We are losing the ability to enjoy important moments - This photo makes it clear
Young people who lose their life trying to take daredevil "high risk" selfies, people with problems of neck pain, and insomnia related to the excessive use of smartphones! What other signals are we waiting to see in order to understand that we are definitely exaggerating?
The intensive use of smartphones is dangerous, but what is sadder is that we do not even notice what we are missing or losing because we are always holding a smartphone in our hands.
We live in the most "connected" era of all time, yet all too often we feel alone. We are missing out on reality, which we confuse with what is happening on a screen.
To show how much we have lost contact with real life is this photo posted on Twitter by photographer Miguel Ángel Morenatti, but taken by photographer John Blanding.
Everyone is watching what is happening on the bright screen of their smartphones --- everyone except an elderly woman in the front row.
John Blanding
The elderly lady is not holding a smartphone in her hands, perhaps, she does not even own one.
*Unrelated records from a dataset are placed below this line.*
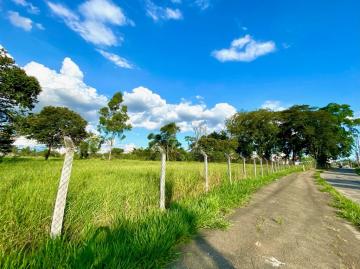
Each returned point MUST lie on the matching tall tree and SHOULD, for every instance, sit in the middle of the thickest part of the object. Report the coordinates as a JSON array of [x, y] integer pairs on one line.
[[52, 124], [113, 121], [18, 94], [166, 138], [255, 131]]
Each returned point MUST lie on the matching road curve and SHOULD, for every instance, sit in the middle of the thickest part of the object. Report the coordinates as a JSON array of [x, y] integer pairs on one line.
[[287, 224]]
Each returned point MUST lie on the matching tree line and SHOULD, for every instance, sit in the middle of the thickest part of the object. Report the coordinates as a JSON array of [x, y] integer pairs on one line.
[[323, 133]]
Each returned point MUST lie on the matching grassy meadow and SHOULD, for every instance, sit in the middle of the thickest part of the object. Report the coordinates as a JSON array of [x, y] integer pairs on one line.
[[112, 218]]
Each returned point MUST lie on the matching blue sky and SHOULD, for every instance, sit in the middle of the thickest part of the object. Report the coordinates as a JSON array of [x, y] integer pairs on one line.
[[188, 60]]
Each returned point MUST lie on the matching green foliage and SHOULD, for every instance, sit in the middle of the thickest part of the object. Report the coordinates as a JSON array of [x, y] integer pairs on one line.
[[166, 139], [112, 218], [18, 94], [215, 145], [323, 133], [255, 131], [347, 208], [52, 124], [113, 120]]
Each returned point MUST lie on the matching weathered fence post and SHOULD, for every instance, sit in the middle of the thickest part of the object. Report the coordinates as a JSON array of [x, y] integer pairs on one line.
[[59, 209], [254, 167], [244, 166], [267, 167], [205, 170], [228, 157], [162, 177]]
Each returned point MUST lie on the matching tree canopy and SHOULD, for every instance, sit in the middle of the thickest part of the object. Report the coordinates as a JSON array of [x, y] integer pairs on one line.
[[18, 94], [52, 124]]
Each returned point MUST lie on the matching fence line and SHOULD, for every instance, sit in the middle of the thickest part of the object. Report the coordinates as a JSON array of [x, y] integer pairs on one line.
[[59, 209]]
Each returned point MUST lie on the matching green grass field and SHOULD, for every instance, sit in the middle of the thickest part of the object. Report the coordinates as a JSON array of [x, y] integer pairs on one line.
[[112, 218]]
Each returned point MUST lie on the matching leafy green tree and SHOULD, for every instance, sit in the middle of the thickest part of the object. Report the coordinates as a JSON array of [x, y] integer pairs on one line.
[[52, 124], [255, 131], [166, 138], [113, 121], [18, 94]]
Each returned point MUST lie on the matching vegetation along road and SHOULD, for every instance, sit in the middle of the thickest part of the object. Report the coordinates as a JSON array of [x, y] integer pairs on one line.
[[288, 224], [345, 181]]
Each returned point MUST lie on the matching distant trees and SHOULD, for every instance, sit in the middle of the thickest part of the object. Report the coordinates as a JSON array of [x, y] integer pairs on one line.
[[255, 131], [113, 120], [18, 94], [167, 139], [324, 133], [52, 124]]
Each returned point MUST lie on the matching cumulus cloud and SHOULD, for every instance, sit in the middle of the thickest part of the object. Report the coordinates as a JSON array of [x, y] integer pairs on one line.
[[149, 110], [93, 20], [244, 49], [116, 59], [146, 108], [66, 88], [19, 21], [158, 13], [28, 5], [273, 105], [23, 142], [202, 4]]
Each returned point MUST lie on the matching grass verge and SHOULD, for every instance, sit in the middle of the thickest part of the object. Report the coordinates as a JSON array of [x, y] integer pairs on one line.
[[347, 209], [138, 235]]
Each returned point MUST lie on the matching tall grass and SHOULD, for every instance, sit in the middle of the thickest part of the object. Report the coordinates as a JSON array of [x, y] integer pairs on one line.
[[347, 208], [112, 218]]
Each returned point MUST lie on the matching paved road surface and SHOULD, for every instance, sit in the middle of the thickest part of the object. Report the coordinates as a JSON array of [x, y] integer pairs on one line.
[[287, 224], [346, 181]]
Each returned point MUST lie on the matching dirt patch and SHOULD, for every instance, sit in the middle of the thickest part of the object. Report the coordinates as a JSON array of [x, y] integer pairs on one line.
[[287, 224]]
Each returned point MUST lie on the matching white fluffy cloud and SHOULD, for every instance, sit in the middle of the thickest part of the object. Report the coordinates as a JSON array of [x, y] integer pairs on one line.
[[66, 88], [19, 21], [148, 110], [158, 13], [244, 49], [273, 105], [116, 59], [202, 4], [93, 20], [28, 5]]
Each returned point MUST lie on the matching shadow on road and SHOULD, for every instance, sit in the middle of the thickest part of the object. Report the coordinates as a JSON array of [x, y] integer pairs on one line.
[[343, 183]]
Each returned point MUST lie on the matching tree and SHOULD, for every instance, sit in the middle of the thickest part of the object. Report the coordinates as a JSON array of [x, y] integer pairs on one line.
[[52, 124], [18, 94], [166, 138], [113, 121]]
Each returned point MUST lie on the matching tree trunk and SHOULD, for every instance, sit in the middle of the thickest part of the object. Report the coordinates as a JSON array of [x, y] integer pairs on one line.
[[254, 168], [47, 155], [229, 166], [205, 171]]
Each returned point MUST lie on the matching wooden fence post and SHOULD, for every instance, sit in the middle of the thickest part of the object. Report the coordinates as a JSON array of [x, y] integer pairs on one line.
[[162, 178], [228, 157], [59, 209], [254, 167], [205, 170], [261, 167]]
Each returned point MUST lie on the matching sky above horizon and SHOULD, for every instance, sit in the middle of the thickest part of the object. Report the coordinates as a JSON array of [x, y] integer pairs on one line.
[[186, 61]]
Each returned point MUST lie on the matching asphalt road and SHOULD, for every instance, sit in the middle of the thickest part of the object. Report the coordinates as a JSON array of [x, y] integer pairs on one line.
[[287, 224], [345, 181]]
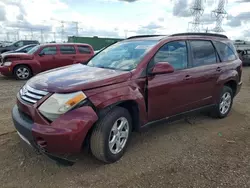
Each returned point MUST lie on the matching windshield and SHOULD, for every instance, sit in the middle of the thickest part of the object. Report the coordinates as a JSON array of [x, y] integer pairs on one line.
[[20, 49], [122, 55], [33, 50]]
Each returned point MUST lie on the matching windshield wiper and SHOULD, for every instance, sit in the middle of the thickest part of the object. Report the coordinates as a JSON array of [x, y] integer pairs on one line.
[[103, 67]]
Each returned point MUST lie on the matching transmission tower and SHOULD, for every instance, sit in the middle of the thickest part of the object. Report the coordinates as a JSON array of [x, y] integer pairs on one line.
[[219, 13], [197, 10]]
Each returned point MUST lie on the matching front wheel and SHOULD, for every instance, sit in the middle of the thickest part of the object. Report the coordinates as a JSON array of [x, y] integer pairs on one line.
[[111, 134], [223, 108], [22, 72]]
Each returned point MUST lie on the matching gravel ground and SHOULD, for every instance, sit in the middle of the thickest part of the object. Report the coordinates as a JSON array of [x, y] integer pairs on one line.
[[207, 153]]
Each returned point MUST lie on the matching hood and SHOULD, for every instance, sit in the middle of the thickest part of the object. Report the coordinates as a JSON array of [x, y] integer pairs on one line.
[[20, 56], [8, 52], [76, 77]]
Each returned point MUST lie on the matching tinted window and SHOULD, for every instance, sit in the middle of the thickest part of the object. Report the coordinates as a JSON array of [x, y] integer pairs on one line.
[[67, 50], [175, 53], [203, 53], [84, 49], [51, 50], [28, 48], [226, 51], [19, 44], [124, 55]]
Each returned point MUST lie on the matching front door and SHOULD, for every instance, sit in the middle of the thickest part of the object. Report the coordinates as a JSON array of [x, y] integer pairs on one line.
[[205, 71], [48, 58], [67, 55], [170, 94]]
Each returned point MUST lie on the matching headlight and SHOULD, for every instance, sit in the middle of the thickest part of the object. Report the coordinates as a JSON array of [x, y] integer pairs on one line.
[[7, 63], [58, 104]]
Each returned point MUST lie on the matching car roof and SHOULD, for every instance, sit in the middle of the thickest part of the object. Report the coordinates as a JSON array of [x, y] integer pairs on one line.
[[178, 35], [58, 44]]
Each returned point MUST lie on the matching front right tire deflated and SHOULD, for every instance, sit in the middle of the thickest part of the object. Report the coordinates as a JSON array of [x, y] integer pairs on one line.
[[111, 135]]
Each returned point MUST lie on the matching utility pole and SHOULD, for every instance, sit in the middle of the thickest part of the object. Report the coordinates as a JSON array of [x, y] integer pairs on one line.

She is leaning on the barrier rail with her hands folded like someone who wants to enjoy the moment. Around her, the crowd screams, shouts, and probably knows much better what is happening, or who that famous person is --- yet, despite the greater involvement, no one is looking where they should! Their eyes are only looking at their screens on which they are probably taking a picture or recording a video.
"We are losing the ability to enjoy the important moments", wrote the photographer Miguel Ángel Morenatti on a tweet that has gone viral. Apparently, just to be able to take the perfect picture, we are willing to miss the real moment.
At this point, it would be useful to understand what is more durable over time, the digital image captured by a smartphone or the mental image which is a memory recorded through our eyes and ears? And if the smartphone memory card were to fail and we lost all the photographs?
Probably we would not remember anything at all because we were always too busy trying to take a better photo, without appreciating reality for what it is and for how it happens right in front of our eyes.